Perhaps the most famous reincarnation of the song was by Kermit the Frog on The Muppet Show in 1976. If any other one person, or frog, could lay claim to the song it would be him. It was one of Jim Henson’s favourite songs. During the uncompromisingly emotional memorial service after Henson’s death, his fellow Muppeteer Kevin Clash performed the song in tribute using the voice of Elmo.

Kermit the Frog sings ‘Lydia the Tattooed Lady’ in The Muppet Show (1977)

Most recently, the sharp-eared might have heard Lydia’s appearance in the final ever episode of Breaking Bad, as the ringtone on recently-killed Todd Alquist’s mobile phone.

Despite rarely being recognised as a classic, the song has survived for nine decades and Lydia refuses to die. She always belonged to Groucho, though. He performed it throughout his career; legendarily, he brought trading at the New York Stock Exchange to a standstill when he grabbed the mic and performed it to delighted traders. He was still giving a spirited performance of it at 78 years old on Dick Cavett’s TV chat show in 1969.

Groucho Marx sings ‘Lydia the Tattooed Lady’ on The Dick Cavett Show

Stornoway

Stornoway

To celebrate this hidden gem and highlight our Marx Brothers and Katharine Hepburn seasons, I decided it was time this song had another reinvention.

Stornoway are one of the finest and most creative bands currently working in the UK’s indie-folk scene. Their debut album Beachcomber’s Windowsill entered the UK album chart at number 14, went on to receive a silver certificate for sales in the UK and saw sold-out gigs at the Shepherds Bush Empire and Barbican Centre. They combine folk, indie and pop and have amassed a devoted international following.
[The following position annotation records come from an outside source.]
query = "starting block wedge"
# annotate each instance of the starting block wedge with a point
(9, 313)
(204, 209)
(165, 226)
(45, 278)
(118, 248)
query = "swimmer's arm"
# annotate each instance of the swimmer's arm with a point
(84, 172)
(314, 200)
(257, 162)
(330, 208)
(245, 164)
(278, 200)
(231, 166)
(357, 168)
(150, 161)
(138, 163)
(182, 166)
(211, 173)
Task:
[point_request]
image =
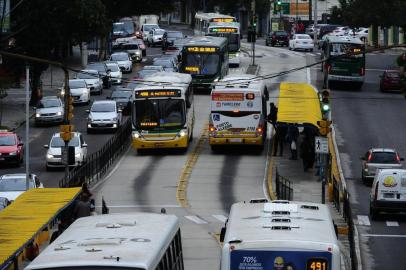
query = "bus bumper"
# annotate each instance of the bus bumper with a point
(150, 143)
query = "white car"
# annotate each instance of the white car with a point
(13, 185)
(155, 36)
(104, 115)
(302, 42)
(49, 110)
(93, 80)
(123, 60)
(115, 72)
(80, 91)
(54, 153)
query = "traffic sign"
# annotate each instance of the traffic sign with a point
(321, 145)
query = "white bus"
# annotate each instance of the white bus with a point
(231, 31)
(280, 235)
(238, 111)
(163, 111)
(141, 241)
(203, 20)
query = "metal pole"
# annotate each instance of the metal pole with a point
(27, 126)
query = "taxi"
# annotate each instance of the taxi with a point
(11, 148)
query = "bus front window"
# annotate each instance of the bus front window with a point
(159, 114)
(207, 63)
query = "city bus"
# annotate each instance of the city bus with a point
(163, 111)
(278, 235)
(238, 112)
(344, 60)
(203, 20)
(206, 59)
(231, 31)
(139, 241)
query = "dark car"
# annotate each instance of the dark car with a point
(277, 38)
(169, 38)
(390, 81)
(104, 72)
(123, 97)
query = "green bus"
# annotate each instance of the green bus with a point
(206, 59)
(344, 61)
Taking time out from finishing off their third album, Stornoway have recorded their own version of ‘Lydia the Tattooed Lady’ exclusively for the BFI. In a warm alt-folk/shanty style with a seemingly inexhaustible supply of drone, exotic instruments and soaring vocals, the band have paid tribute to the song’s heritage and humour while very much making it their own.